Say I have a function foo that takes a list baz, and in foo I wanted to clear baz like so:

baz = []
foo(baz)

foo(baz):
    baz = []

Now, this code does not do what I would want it to do, because it creates a new local list called baz. I know that there are other ways of doing this, but I would like to know Python resolves ambiguities like this where the statement

 baz = []

could be interpreted as telling Python to point the outer scope baz variable at a new empty chunk of memory or to create a new pointer pointing to an empty chunk of memory.

EDIT

Please be aware that I am not asking how to clear a list. I am asking about the behavior of the Python interpreter.
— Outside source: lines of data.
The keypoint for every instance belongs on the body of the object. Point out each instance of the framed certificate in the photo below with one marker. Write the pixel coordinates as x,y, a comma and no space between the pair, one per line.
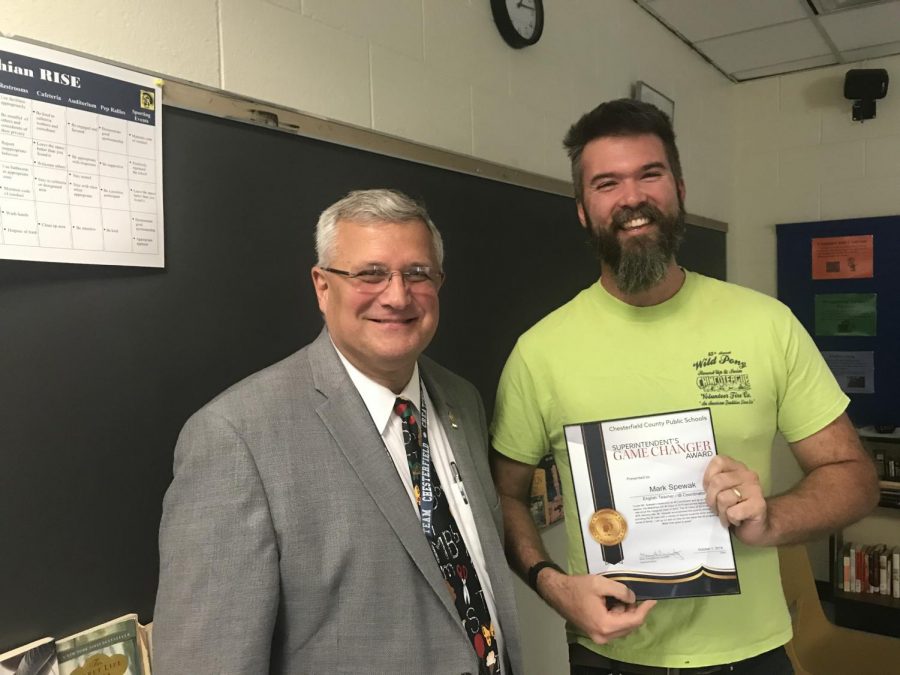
642,509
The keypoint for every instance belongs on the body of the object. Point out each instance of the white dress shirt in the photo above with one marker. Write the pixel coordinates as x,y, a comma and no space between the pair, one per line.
380,402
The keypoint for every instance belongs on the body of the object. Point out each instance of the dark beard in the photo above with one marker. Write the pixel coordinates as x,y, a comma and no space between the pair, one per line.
643,262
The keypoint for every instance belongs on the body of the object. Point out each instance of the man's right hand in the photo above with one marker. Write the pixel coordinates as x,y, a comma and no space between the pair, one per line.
582,600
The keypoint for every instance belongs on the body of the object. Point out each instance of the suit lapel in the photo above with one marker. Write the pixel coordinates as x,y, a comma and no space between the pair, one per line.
347,419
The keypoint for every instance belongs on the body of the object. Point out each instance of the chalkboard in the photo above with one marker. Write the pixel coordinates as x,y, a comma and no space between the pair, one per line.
101,366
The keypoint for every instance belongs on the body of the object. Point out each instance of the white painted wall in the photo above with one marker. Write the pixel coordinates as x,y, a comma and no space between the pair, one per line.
432,71
799,158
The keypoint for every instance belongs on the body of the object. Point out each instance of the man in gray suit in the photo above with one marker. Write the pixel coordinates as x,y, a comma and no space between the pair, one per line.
334,513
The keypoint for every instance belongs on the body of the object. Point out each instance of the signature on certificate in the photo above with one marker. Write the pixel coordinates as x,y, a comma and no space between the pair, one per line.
661,555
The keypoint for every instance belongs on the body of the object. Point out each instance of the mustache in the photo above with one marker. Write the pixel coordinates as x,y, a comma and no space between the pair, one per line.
626,213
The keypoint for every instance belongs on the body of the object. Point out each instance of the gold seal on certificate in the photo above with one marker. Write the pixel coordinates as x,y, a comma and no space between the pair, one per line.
608,527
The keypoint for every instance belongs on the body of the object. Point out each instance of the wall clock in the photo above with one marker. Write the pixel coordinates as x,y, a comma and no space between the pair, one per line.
520,22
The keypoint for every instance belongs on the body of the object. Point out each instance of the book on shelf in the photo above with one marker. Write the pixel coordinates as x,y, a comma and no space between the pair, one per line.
35,658
895,572
869,569
117,646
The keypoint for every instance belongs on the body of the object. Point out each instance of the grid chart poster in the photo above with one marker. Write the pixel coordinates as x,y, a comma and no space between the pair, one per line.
80,160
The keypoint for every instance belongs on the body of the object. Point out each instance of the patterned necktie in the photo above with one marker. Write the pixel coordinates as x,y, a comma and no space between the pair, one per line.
447,544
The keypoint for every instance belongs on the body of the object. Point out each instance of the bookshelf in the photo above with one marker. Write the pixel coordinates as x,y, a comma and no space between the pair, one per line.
872,611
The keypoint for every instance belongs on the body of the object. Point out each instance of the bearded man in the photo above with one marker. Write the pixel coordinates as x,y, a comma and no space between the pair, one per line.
635,343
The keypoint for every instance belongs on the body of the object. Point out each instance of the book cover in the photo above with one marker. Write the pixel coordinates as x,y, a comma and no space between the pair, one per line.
845,568
895,572
35,658
116,647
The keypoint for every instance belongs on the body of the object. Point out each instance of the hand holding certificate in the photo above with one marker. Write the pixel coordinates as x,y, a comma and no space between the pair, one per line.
642,507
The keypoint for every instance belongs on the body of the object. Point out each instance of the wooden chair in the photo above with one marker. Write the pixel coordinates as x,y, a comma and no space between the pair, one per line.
819,647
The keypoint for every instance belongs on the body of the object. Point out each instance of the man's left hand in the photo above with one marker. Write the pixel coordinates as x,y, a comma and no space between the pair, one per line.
734,494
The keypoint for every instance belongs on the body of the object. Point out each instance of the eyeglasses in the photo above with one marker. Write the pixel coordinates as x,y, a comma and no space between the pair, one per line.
376,279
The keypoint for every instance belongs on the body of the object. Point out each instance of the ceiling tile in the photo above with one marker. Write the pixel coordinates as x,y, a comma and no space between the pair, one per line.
704,19
876,52
863,27
780,68
765,46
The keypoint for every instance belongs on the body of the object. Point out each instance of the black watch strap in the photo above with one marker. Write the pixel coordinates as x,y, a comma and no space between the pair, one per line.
535,569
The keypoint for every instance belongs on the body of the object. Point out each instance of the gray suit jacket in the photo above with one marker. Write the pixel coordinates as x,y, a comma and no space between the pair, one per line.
288,543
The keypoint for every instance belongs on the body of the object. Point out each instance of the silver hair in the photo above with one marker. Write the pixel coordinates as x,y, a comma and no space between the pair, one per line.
374,207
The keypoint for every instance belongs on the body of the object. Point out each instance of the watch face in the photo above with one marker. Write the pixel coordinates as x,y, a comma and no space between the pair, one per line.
520,22
523,14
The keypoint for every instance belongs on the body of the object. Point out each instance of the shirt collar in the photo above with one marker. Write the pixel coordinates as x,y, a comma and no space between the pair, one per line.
379,399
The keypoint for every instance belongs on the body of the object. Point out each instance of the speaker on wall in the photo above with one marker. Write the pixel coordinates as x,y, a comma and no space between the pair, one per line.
863,86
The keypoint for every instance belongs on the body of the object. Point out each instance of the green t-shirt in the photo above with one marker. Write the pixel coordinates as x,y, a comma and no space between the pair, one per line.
713,344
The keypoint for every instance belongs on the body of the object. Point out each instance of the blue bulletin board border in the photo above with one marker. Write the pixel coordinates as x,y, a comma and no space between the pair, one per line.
797,289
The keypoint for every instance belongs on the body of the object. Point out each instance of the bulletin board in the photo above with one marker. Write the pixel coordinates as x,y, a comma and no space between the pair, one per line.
841,280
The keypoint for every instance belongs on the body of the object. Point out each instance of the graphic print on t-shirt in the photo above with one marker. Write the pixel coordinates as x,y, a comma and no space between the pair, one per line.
722,379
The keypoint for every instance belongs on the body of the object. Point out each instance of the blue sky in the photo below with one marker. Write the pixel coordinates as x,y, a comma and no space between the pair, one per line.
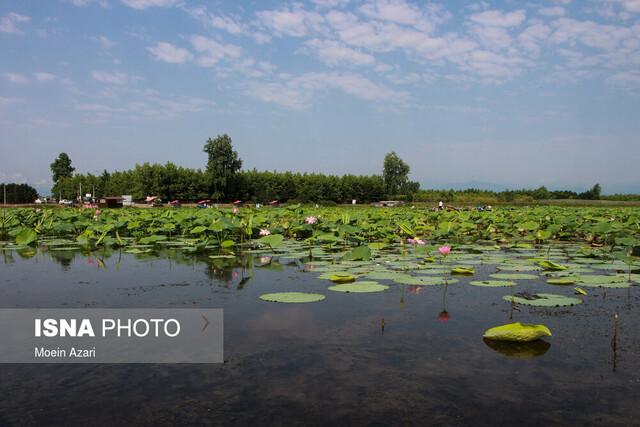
507,92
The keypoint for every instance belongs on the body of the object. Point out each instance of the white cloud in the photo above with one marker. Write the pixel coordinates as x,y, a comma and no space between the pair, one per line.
211,51
115,78
297,92
532,37
590,33
15,78
9,23
329,4
630,5
552,11
295,22
105,42
83,3
625,78
5,101
148,104
333,53
492,37
497,18
169,53
404,13
44,77
144,4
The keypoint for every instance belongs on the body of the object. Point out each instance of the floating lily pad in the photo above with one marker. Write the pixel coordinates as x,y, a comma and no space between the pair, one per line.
342,278
465,271
519,332
492,283
562,281
513,276
386,275
515,267
519,350
599,279
292,297
543,300
327,275
424,281
359,287
551,266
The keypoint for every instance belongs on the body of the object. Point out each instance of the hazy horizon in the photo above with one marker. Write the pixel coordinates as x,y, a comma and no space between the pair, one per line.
501,93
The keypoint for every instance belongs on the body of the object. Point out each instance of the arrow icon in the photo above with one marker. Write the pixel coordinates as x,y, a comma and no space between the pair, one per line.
206,323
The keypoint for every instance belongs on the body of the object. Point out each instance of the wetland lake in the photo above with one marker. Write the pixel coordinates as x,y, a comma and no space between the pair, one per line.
410,354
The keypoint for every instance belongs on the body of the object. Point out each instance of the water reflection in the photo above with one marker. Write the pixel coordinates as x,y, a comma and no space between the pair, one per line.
519,350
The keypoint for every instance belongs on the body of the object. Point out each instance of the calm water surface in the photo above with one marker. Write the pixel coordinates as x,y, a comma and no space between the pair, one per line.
327,362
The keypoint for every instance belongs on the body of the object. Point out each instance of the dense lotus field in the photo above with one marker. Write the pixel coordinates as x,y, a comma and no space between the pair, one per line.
233,228
364,250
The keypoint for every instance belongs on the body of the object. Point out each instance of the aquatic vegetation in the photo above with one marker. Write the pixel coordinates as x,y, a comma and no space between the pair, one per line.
464,271
359,287
342,278
518,350
492,283
542,300
292,297
347,226
518,332
562,281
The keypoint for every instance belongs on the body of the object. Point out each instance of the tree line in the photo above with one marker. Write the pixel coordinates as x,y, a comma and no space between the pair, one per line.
224,180
17,193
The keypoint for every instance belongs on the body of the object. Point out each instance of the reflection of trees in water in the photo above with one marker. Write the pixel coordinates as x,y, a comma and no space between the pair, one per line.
64,258
7,257
225,270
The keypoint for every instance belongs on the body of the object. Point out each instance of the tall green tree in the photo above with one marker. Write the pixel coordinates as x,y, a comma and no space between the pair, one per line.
61,167
223,164
395,173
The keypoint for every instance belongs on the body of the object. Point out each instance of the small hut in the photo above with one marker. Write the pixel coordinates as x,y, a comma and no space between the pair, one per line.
110,202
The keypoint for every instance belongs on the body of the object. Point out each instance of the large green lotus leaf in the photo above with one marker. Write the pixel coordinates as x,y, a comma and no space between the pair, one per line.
518,350
386,275
562,281
551,266
327,275
599,279
434,271
292,297
606,285
424,281
342,278
543,300
492,283
517,267
359,287
26,236
513,276
615,266
519,332
273,240
464,271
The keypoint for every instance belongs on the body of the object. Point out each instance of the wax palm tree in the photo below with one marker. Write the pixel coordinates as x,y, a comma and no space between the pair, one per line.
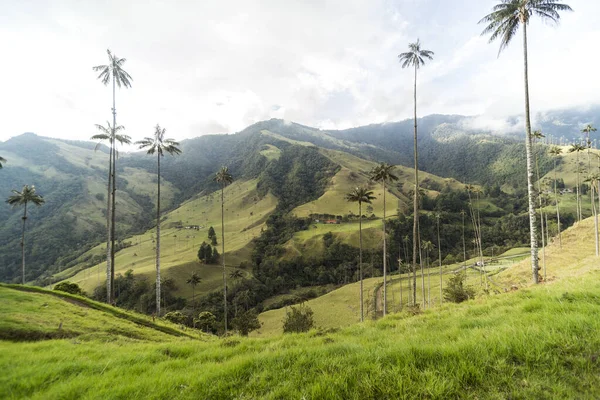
427,246
27,195
589,128
111,136
113,72
415,58
577,148
556,151
194,280
438,216
158,145
360,195
593,180
384,173
223,178
503,23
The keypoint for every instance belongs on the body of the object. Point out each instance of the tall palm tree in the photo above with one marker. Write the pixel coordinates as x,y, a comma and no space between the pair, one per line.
427,246
503,23
593,180
159,145
383,173
589,128
360,195
223,178
111,136
27,195
194,280
415,58
555,151
576,147
113,72
438,216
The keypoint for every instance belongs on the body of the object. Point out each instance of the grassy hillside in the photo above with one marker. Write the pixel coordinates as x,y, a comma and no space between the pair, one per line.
245,213
30,313
533,343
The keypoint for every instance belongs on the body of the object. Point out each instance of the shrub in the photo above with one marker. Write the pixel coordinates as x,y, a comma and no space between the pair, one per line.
298,319
69,287
246,322
206,321
175,317
455,291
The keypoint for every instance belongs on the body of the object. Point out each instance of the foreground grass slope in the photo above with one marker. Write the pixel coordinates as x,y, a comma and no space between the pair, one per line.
533,343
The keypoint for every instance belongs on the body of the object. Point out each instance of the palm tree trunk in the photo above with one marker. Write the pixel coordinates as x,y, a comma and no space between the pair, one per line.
114,188
23,245
530,189
109,298
362,315
223,255
416,199
557,208
384,258
440,262
158,238
537,172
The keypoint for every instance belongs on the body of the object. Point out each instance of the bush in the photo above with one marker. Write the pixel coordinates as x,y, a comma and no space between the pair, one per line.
246,322
175,317
299,319
69,287
455,291
206,321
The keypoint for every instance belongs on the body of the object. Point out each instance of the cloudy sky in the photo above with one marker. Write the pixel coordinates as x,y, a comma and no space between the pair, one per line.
207,66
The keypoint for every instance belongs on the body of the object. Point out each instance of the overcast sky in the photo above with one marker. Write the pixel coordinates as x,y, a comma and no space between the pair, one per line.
206,66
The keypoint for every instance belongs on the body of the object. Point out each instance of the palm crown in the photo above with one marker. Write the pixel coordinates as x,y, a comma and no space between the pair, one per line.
158,143
111,135
27,195
415,57
504,21
223,177
114,69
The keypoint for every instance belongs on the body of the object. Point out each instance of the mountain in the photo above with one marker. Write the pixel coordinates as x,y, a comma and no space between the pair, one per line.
71,176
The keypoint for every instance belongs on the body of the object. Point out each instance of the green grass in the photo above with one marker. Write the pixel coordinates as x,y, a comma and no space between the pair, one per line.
32,313
534,343
245,214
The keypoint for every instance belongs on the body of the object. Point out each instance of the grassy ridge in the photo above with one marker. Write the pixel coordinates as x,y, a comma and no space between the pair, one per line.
535,343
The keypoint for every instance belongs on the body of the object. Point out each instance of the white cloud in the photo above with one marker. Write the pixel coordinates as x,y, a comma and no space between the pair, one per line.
215,67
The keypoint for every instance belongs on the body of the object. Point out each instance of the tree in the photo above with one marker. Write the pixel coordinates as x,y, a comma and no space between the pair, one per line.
113,72
194,280
360,195
383,173
298,319
427,246
206,321
555,152
159,145
456,291
111,135
27,195
223,178
246,322
69,287
577,148
415,57
503,23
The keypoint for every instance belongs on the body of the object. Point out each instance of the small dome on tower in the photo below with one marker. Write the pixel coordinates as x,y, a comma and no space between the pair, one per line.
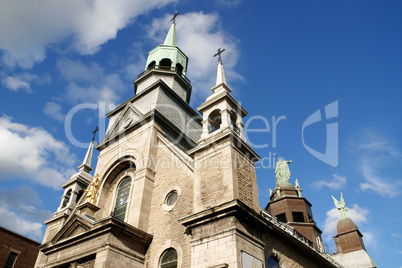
345,226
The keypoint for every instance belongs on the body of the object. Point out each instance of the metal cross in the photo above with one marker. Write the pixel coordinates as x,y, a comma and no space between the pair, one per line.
174,17
219,54
94,132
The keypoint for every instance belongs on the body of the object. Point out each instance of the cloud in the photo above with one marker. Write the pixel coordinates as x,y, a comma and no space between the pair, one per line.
23,81
16,84
25,202
29,31
199,36
13,221
337,182
89,83
377,160
356,213
32,152
53,110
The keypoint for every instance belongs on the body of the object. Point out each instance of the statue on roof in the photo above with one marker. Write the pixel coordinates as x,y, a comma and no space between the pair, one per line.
340,205
282,172
92,192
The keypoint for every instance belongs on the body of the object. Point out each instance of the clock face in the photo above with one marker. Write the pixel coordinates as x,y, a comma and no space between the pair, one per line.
127,122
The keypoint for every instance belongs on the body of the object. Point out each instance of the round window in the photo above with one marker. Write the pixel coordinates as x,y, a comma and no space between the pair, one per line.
171,198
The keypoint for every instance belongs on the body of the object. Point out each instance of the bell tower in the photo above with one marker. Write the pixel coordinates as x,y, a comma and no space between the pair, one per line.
287,205
224,162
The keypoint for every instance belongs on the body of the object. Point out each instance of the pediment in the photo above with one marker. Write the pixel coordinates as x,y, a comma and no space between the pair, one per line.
77,225
127,118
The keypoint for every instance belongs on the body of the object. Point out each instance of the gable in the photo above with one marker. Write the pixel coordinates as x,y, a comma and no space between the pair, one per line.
76,226
126,119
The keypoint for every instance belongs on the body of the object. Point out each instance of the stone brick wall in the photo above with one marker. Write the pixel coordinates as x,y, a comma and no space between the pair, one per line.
246,177
171,173
27,249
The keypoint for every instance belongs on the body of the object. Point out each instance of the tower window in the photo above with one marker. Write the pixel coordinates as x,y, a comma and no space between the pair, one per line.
215,120
12,257
151,65
179,69
298,217
165,63
282,217
171,198
123,191
66,198
169,259
272,263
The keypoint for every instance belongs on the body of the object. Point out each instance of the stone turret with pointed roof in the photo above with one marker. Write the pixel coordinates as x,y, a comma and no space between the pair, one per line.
168,63
222,139
351,251
75,186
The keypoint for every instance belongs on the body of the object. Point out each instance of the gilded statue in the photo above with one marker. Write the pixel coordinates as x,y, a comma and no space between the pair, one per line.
282,172
92,191
340,205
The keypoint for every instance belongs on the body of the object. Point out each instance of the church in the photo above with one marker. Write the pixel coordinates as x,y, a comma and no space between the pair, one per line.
174,187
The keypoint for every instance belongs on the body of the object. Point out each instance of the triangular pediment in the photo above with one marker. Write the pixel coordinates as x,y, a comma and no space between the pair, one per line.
75,226
126,119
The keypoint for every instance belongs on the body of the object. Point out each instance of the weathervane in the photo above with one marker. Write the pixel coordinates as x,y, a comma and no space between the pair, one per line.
174,17
94,132
219,54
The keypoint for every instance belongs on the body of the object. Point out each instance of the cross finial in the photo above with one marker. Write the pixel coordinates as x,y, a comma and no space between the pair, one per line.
174,17
219,54
94,132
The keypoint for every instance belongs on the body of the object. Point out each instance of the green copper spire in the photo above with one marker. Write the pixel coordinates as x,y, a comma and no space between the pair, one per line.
168,56
170,39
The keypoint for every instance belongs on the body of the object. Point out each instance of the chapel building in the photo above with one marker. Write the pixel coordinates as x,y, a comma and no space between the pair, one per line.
172,188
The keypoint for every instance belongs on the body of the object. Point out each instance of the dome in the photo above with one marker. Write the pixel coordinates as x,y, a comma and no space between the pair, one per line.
345,226
287,186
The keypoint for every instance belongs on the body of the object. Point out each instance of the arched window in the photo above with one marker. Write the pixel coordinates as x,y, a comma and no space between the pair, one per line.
151,65
169,259
233,120
123,191
165,63
215,120
179,69
273,263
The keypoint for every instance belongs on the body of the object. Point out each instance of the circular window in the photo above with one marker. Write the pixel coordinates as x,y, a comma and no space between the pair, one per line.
171,198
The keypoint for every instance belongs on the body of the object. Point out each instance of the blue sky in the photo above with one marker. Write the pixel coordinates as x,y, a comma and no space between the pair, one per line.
283,59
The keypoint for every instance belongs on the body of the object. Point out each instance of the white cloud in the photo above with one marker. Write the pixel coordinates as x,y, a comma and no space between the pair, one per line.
356,213
337,182
28,28
31,152
23,81
53,110
199,36
89,83
13,221
377,160
376,183
16,84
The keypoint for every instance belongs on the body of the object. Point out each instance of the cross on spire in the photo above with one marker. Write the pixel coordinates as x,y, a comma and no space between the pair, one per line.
219,54
94,132
174,17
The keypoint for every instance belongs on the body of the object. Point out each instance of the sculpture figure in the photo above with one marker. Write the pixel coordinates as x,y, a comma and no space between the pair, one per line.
282,172
92,192
340,205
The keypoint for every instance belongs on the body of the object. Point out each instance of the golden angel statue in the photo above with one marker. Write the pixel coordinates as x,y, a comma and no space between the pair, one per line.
340,205
92,191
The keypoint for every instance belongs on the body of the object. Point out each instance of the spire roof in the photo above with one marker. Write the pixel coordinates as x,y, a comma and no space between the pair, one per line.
220,76
170,39
86,164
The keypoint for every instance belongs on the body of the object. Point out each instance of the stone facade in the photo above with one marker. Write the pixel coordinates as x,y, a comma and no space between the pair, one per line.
190,196
24,248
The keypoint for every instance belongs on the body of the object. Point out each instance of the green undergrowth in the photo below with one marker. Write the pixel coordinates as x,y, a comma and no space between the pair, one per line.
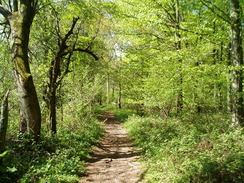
201,150
55,159
121,114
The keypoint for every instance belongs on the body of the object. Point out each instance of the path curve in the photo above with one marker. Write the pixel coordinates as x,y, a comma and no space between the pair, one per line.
114,159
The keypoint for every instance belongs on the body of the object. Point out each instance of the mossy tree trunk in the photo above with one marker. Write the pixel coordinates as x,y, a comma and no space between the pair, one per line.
20,21
3,122
237,62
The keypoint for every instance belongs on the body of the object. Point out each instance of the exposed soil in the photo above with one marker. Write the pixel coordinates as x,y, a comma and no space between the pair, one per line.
114,159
Please read the question clearly before downvoting.

Answer 1

Python will only treat variable assignment as assigning to a variable from an outer scope if you explicitly tell it to with the global or nonlocal keywords. global is for global variables, and nonlocal is a Python 3-exclusive keyword for closure variables:

x = 1
def change_x():
    global x
    x = 2
def dont_change_x():
    # no global
    x = 3

change_x()
print(x)  # prints 2

dont_change_x()
print(x)  # still prints 2

Otherwise, it will always interpret assignment as assigning to a local variable.

Answer 2

If you intend to clear the items in your list, you would not need to reassign the current name to a new list, just clear the old one by slicing :

foo(baz):
    baz[:] = [] # clears out list baz

baz[:] is a way of indexing all the items in your list and assigning them a new value

Update :

If you use the same in an assignment to a new list, the interpreter simply reassigns that name to a new list object:

>>> baz = []
>>> id(baz)
14832064
>>> baz = []
>>> id(baz)
14834304

Except you use slicing to refactor the old list, the name baz will no longer be a reference to the old list.

Answer 3

Take a look at this post to understand python way of passing parameters by assignment .

What is happening is that you are redefining the variable baz to another list, so it doesn't have the reference to the outer baz anymore. You need to manipulate the elements in the list directly.

For example, if you're adding an element to baz, the outer list will get the changes:

def foo(baz):
    baz.append('baz')

But by doing this:

def foo(baz):
    baz = []

You assign a new list to baz and the reference to your outer baz is now broken.

In your case, you have 2 options to clear the list:

del baz[:]
baz[:] = []

Answer 4

Use slicing:

>>> def foo(baz):
...     baz[:] = []
...
>>> baz = [1, 2]
>>> foo(baz)
>>> baz
[]

The my_list[:] tells Python to replace all of the elements in my_list with the content on the right side of the assignment statement, referring to the same my_list object.

Answer 5

If you want to clear the list, use .clear() instead of creating a new list:

def foo(baz):
    baz.clear()

Side note: To access the outer baz in your foo() you can to use global keyword. However in that case there will be no ambiguity, as python will force you to rename the argument by throwing SyntaxError.

def foo(baz2):
    global baz
    baz = []

Plase note that usage of global is discouraged.